Folha de S. Paulo


"A música é responsabilidade social", diz Linn da Quebrada, "bicha e preta"

Daryan Dornelles
As cantoras ELZA SOARES & LINN DA QUEBRADA posam para ensaio da Serafina de julho de 2017 ***DIREITOS RESERVADOS. NÃO PUBLICAR SEM AUTORIZAÇÃO DO DETENTOR DOS DIREITOS AUTORAIS E DE IMAGEM***
As cantoras Elza Soares e Linn da Quebrada posam para ensaio da Serafina de julho de 2017

Linn da Quebrada. O trocadilho é o nome de palco de uma cantora que não se considera uma cantora na maior parte do tempo.

Ativista dos direitos LGBT e auto-definida como "bicha, preta, trans e periférica", Linn, 26, se projetou da Zona Leste de São Paulo para todo o país com suas músicas, entre o funk e o rap, com títulos como "Enviadescer" e "Bixa Preta". Acumula milhões de views no YouTube e atualmente angaria fundos para lançar seu primeiro álbum, "Pajubá".

A pedido da Serafina, Elza Soares, uma das maiores cantoras do país, recebeu Linn em seu apartamento em Copacabana para conversar sobre o ofício de cantar.

Leia abaixo a entrevista com Linn.

Em que você está trabalhando neste exato momento?
Estamos fazendo shows, viajando com a "gig" da Quebrada, trocando e formando redes de apoio e troca. E levantando a grana pra realizar o meu primeiro disco, por meio de uma campanha de financiamento coletivo.

Teve alguma música que te levou a querer ser artista? Qual, quando e por quê?
Não me lembro de nenhuma música específica. Mas perceber a música enquanto ferramenta de comunicação e veículo de informação foi fundamental para que criasse em mim a vontade de troca e de diálogo com outras pessoas. Perceber a música como possibilidade de memória.

Qual foi o momento em que você olhou no espelho e pensou: sou cantora?
Acho que até hoje esse momento não aconteceu (risos). Nunca pensei que fosse cantora, antes da música eu já estava experimentando meu corpo em outras plataformas artísticas, como teatro, performance, cinema. Mas quando eu percebi o quanto a música podia acessar outras pessoas e que eu poderia usá-la como resposta, que poderia usá-la para ter voz, então eu o fiz. Sem esperar necessariamente ser cantora. Mas estando cantora.
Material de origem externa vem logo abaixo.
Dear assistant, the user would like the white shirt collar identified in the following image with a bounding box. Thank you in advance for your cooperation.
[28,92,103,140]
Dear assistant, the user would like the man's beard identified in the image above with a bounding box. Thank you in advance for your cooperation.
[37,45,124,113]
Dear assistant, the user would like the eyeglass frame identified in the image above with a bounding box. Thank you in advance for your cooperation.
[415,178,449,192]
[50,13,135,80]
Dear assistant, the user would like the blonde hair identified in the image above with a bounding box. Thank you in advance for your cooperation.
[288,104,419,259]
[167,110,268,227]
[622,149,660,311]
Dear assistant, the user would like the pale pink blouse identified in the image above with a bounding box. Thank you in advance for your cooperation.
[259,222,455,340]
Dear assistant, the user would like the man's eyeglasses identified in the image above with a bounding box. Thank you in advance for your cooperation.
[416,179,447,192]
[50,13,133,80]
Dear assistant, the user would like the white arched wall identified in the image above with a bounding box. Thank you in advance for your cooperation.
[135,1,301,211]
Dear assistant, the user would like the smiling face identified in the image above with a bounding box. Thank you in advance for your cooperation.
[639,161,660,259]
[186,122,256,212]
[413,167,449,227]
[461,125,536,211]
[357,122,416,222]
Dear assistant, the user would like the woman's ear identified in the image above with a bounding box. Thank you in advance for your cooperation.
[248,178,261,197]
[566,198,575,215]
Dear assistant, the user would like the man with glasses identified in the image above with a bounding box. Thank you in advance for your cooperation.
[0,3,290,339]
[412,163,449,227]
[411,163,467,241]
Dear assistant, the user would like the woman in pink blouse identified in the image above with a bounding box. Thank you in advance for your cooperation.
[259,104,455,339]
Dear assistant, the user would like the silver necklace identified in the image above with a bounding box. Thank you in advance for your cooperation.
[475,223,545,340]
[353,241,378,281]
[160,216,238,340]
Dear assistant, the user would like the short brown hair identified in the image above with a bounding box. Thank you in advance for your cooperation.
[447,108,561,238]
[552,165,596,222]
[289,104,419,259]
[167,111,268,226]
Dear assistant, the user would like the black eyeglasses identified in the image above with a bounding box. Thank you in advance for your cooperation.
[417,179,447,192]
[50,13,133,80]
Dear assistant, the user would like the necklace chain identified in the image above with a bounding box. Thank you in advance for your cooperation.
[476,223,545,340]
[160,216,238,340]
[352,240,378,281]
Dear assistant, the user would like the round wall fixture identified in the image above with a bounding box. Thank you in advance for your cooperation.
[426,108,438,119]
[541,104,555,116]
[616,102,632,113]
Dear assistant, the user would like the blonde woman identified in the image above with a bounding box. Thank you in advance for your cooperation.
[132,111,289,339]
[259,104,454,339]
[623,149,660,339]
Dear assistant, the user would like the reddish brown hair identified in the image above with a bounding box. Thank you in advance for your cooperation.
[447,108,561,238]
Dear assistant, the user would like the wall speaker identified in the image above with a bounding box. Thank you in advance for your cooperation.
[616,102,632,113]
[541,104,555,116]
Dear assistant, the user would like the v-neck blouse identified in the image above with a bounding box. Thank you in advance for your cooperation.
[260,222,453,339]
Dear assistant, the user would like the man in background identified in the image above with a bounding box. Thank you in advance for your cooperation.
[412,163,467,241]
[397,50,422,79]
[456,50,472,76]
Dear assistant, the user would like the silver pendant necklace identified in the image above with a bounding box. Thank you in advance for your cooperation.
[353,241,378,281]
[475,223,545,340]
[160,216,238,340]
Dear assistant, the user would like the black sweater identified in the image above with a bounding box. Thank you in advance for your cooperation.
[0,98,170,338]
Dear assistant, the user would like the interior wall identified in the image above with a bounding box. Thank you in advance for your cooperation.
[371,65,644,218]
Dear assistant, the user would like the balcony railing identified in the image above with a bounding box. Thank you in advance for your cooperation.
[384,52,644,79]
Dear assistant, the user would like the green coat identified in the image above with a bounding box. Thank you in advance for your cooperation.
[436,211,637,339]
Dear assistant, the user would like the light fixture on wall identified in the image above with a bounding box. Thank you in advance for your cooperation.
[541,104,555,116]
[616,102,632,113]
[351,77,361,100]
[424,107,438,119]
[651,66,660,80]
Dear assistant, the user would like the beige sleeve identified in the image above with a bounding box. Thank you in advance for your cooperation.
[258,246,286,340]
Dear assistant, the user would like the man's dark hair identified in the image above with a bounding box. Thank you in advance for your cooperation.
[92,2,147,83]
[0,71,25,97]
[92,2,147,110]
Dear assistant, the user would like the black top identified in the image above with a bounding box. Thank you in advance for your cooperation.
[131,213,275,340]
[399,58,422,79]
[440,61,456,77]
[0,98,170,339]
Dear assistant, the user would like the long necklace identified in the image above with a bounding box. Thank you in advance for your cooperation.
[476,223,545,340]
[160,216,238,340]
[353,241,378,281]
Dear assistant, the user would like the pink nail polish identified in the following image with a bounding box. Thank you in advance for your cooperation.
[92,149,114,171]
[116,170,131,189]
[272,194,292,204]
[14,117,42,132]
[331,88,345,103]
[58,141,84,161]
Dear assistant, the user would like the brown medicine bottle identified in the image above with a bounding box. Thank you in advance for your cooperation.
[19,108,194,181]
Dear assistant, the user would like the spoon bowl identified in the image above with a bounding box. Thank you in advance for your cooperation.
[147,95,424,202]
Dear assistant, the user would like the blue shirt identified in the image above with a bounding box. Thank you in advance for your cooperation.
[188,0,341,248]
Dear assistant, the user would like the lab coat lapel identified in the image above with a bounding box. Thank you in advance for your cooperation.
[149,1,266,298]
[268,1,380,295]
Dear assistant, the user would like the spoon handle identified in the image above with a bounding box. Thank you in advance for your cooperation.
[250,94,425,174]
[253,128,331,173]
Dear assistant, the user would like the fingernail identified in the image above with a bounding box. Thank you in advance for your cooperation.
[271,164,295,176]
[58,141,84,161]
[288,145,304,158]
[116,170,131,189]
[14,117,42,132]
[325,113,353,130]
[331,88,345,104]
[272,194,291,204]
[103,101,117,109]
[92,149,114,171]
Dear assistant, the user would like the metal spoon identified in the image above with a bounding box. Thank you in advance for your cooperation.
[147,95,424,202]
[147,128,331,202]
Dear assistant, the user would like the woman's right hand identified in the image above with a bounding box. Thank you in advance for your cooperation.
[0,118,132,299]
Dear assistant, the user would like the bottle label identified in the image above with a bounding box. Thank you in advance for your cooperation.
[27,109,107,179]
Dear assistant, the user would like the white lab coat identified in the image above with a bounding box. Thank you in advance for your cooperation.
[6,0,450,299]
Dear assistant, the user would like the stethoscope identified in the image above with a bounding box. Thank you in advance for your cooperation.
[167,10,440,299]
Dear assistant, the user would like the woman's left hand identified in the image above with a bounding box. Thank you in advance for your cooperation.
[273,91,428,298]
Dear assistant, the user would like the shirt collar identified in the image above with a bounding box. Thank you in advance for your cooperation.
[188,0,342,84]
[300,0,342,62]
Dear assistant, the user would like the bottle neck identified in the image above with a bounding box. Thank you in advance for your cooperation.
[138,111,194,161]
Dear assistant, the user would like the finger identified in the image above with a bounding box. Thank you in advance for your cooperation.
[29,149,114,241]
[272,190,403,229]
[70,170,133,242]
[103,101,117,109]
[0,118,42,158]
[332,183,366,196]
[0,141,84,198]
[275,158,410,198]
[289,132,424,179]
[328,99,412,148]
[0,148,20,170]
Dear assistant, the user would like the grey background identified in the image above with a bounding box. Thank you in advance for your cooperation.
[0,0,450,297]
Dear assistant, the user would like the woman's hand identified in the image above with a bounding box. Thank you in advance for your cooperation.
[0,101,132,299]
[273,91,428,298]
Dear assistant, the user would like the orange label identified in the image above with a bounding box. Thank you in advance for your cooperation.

Tem algum momento em que olhe no espelho e pense: não sou cantora? Quando?
Já houve esse medo de fazer música por não me considerar cantora, por não ter uma voz que fosse considerada "bela", diante do padrão, do esperado. Mas atualmente tenho entendido o espaço que eu ocupo na música. Tenho entendido as várias possibilidades e funções que a música pode ter. E através disso que compreendo que, no que faço, eu não sou a parte essencial. Sou canal, mas o que realmente importa é o que digo através da minha música e o elo crio através dela, e com quem.

Qual é seu conselho para alguém que quer ser cantor(a)?
O que posso dizer é música pra quê? Pra quem? Lembre que música também tem um papel fundamental não só na reprodução do que vivemos, mas na produção dos nossos corpos, afetos, desejos. E com isso é também alvo de responsabilidade social. Pergunte-se: música pra que? Pra quem? E no mais: faça. Experimente. Arrisque. Erre.

Qual foi o melhor conselho que recebeu quanto ao ofício?
Faça por você. Relembre o porque de estar fazendo tudo isso.

Que palavra define sua relação com a arte hoje?
Memória.

Qual definia quando começou?
Corpo.

Se não fosse artista, seria o quê?
Não consigo imaginar minha vida sem a arte. Até porque pra mim ser artista não tem necessariamente a ver com profissão. Mas é uma ação. É atitude. É criar sobre si mesma.

Uma música que todos deveriam ouvir?
"Ponta de lança", do Rincon Sapiência.